I’d argue you can still be anonymous when you put effort into it—keep alternate accounts you use only on a no-logging VPN, and obfuscate your style (using LLMs). The shift is how much “automatic anonymity” there is in normal interactions—it used to be nobody would find or connect the dots between your accounts/posts/activity. Now it’s pretty easy for anyone interested to do so.
(Replicated in general for me and some other users at https://www.lesswrong.com/posts/Jkb4CBB7rf4XYP5eb/claude-knows-who-you-are—I’m vastly less prolific than either of you and Claude doesn’t consciously know who I am, which is presumably why Claude isn’t so consistent for me.)
Having trouble getting Opus 4.7 to guess who I am from a few paragraphs of writing, even to the point of my name being in a top-10-guesses list. But I was able to get GPT 4.5 to do this a year ago so that capability might vary author-to-author and model-to-model.
I played with this.
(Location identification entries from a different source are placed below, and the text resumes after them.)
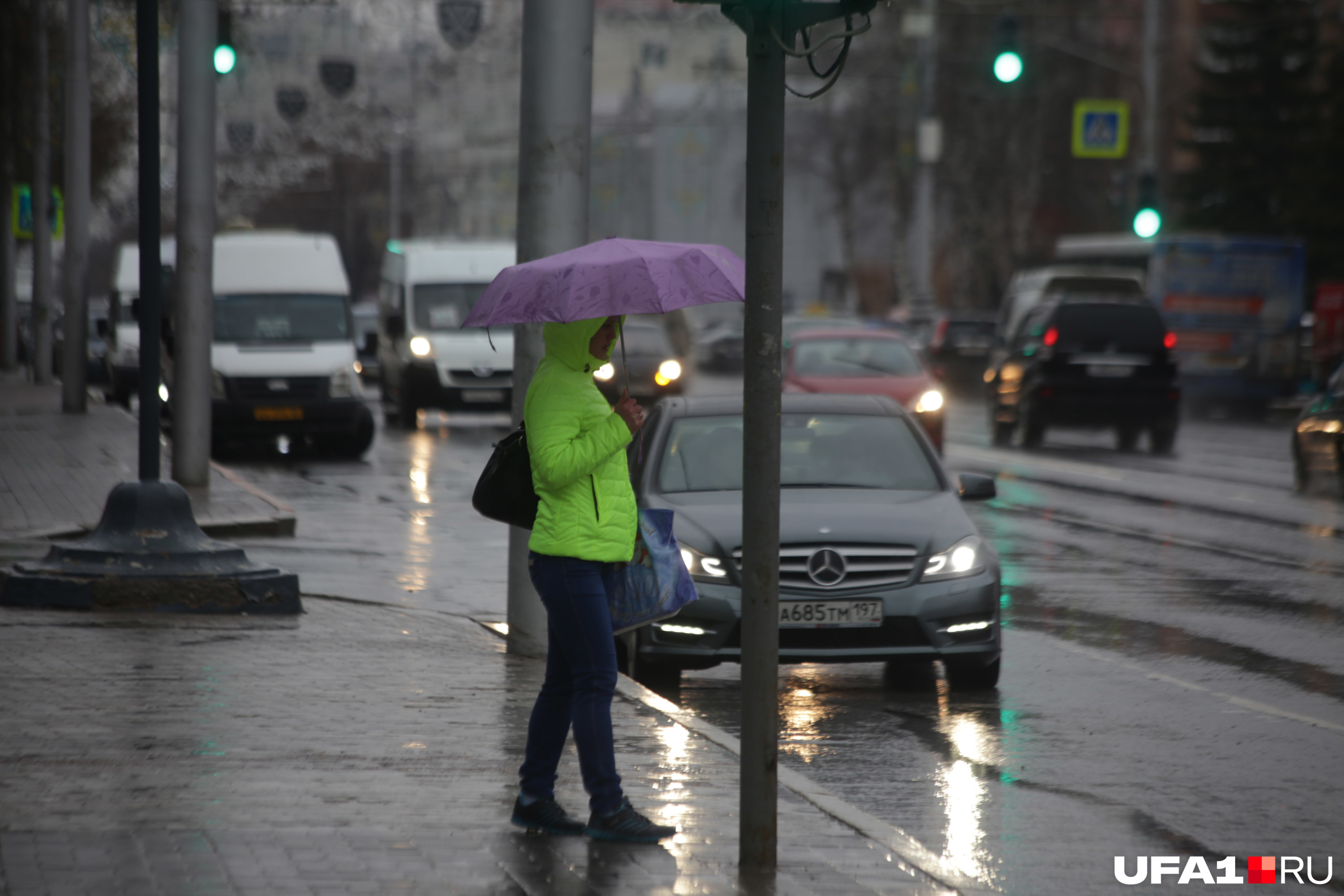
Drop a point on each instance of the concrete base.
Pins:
(148, 554)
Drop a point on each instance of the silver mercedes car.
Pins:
(878, 559)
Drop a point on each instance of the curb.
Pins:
(889, 837)
(283, 523)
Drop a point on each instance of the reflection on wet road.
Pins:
(1174, 680)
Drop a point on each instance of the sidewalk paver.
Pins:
(357, 749)
(57, 470)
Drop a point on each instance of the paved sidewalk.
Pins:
(357, 749)
(57, 470)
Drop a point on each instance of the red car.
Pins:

It doesn’t seem to get me from the test case I used, even though I have a lot of text out there under only a couple of pseudonyms.
Both it and I think that’s partly corpus structure (I’m a reply guy and my stuff is scattered all over the place interleaved with other people’s text). But another part is content. The stuff you write about interacting with your kids and family is really distinctive. I have a feeling that it might not help much if you rephrased it in Kelsey Piper’s style, because the model could still pick up on your message. You presumably don’t want to change that.
Of course that might not apply if you were talking about some other subject you felt you needed to avoid having associated with you.
I’ve been pretty sure for years that anybody who was really likely to care could trace either of my major pseudonyms back to my “real” name, and possibly link them with one another, based on content rather than style. It’s hard to write authentically on some topics without talking about your personal experiences, and if you collect enough of those you can make a whole bunch of inferences.